# px4 sights



## numbnuts (Jan 8, 2016)

I want to upgrade my sights on my px4 compact. I find sights for the full size and the subcompact but not the compact. Is the compact the same as the full size for sights?


----------



## zogger (Jul 11, 2015)

I too have a px4 compact and am considering some new sights. I would think the sights on the full size and the compact are the same. I suggest you contact Beretta Customer Support. If you don't, I might soon.


----------



## Shipwreck (Jan 26, 2006)

Trijicon DOES have sights listed for the PX4 compact - check their website. I do not believe they are the same.


----------



## denner (Jun 3, 2011)

As Shipwreck has stated, the front sight is not the same(specifically the front sight) for the compact.

I had some Trijicon PX4 sights installed about 5 years ago for my compact and there is a slight gap with the front dovetail and front sight(meaning the front sight base is slightly shorter than the dovetail cutout) on the compact . Not so for the fullsize and subcompact.

However, this does not affect performance of the front sight. Had them installed for at least five years now and thousands of rounds down range, so if you don't mind the slight gap there's no issue.

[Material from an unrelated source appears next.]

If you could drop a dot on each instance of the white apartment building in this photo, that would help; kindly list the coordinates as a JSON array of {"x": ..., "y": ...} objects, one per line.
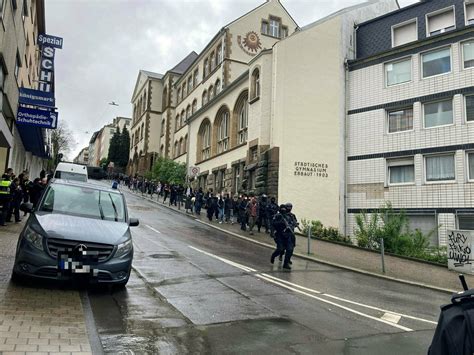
[{"x": 410, "y": 122}]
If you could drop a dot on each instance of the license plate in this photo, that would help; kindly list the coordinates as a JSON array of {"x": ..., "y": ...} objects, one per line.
[{"x": 78, "y": 262}]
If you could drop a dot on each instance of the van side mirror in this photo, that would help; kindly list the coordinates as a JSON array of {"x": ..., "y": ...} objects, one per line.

Sounds like Trijicon is making some specifically for the compact, if so, I'd go that route.


----------



## numbnuts (Jan 8, 2016)

Well, looks like the trijicon BE14 is what I want. Price is up there but I guess you get what you pay for. Time to start working on the wifes ok, hehe.


----------



## denner (Jun 3, 2011)

$114.00 for the BE14's @ amazon, not bad for Trijicons.


----------